The abbreviations I wrote are unambiguous. When I first learned about Unix, I basically guessed - I assume as most first timers do - that the folder is basically the location of miscellaneous files ("et caetera").
Oh, let alone the fact that a bunch of the abbreviations are utterly non-intuitive to first timers.
/bin - binaries - nobody born after circa 1980 calls them that anymore. Executables, applications, apps, etc.
/boot - from a lame Baron Munchausen joke from 1970. Should probably be /startup.
/dev - dev is SUPER commonly used for "development". Easy enough to solve as /devices.

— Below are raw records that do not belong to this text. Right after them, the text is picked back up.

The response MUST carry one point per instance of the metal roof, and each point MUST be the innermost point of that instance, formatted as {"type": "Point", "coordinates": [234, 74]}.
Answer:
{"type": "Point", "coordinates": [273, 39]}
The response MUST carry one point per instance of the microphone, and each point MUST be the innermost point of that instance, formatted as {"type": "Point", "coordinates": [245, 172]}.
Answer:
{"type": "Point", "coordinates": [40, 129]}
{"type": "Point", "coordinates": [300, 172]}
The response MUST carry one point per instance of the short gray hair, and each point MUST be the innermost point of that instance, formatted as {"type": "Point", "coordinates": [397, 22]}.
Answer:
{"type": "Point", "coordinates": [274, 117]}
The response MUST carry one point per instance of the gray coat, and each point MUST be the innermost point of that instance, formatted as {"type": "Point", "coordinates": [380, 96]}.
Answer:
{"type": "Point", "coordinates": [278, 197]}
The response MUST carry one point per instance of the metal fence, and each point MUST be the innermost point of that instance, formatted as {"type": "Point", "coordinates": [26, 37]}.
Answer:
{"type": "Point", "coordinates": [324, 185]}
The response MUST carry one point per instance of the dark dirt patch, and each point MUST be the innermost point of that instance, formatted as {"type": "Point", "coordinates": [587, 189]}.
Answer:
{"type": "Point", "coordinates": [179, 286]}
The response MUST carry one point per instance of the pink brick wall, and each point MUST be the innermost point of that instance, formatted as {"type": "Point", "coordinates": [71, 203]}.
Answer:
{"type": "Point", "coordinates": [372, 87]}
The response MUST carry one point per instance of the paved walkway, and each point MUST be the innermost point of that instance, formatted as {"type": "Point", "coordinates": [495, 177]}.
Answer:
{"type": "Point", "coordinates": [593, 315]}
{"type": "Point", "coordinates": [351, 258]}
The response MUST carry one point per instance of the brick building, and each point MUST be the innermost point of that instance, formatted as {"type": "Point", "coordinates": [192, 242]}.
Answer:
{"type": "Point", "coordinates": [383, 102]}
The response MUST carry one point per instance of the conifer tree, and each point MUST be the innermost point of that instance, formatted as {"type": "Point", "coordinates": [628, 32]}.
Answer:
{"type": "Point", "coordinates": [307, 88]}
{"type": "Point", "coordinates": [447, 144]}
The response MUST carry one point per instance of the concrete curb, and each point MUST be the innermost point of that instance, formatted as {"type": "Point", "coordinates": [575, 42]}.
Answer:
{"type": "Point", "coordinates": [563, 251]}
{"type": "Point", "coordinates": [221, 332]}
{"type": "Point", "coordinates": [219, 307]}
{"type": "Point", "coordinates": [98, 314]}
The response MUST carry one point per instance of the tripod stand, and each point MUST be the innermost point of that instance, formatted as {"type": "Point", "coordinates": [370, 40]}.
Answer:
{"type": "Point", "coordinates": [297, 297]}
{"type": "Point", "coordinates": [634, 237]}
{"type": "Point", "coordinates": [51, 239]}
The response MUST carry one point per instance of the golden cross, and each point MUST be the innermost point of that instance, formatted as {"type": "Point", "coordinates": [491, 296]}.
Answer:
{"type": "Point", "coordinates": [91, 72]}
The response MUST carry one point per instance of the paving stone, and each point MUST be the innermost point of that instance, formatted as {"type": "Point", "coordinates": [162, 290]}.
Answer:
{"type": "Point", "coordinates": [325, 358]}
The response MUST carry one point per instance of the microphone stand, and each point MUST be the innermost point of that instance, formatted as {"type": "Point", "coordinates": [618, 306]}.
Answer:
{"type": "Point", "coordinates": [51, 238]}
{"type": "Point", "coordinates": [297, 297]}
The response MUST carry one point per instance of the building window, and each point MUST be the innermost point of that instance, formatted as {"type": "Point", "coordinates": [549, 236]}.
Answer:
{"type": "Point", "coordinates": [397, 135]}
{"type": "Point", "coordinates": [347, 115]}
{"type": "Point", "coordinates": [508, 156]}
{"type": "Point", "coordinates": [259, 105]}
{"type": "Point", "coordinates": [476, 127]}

/home - okish, probably one of the best named that are actually in there. I'm shocked it's not /ho or /hm.
/lib - reasonable. Though these days in the US it might trigger political feelings :-p
/media - new and reasonable.
/mnt - the whole metaphor of "mounting" is... debatable.https://www.neowin.net/forum/topic/144012-unix-sex/
/opt - what does this even do? Optional? Optional WHAT? Absolutely 0 semantic info provided by the name.
Anyway, a lot of people have done this criticism better than me and it's boring at this point.
> The abbreviations I wrote are unambiguous. When I first learned about Unix, I basically guessed
They're completely ambiguous to someone who doesn't speak English.
> /mnt - the whole metaphor of "mounting" is... debatable
What? Have you never heard of mounting a picture on a wall? Mounting an engine? That's the metaphor.
> Anyway, a lot of people have done this criticism better than me and it's boring at this point.
Your original complaint was about "src", suggesting calling it "source", which is still ambiguous by your own standard. Source of what? How is someone going to know what "source" means if they've never heard of booting a computer? Who is the audience for this change?
Some of your suggestions aren't meritless, but your jumping-off point certainly was.
> They're completely ambiguous to someone who doesn't speak English.
The baseline is English and that's life. I'm not a native English speaker.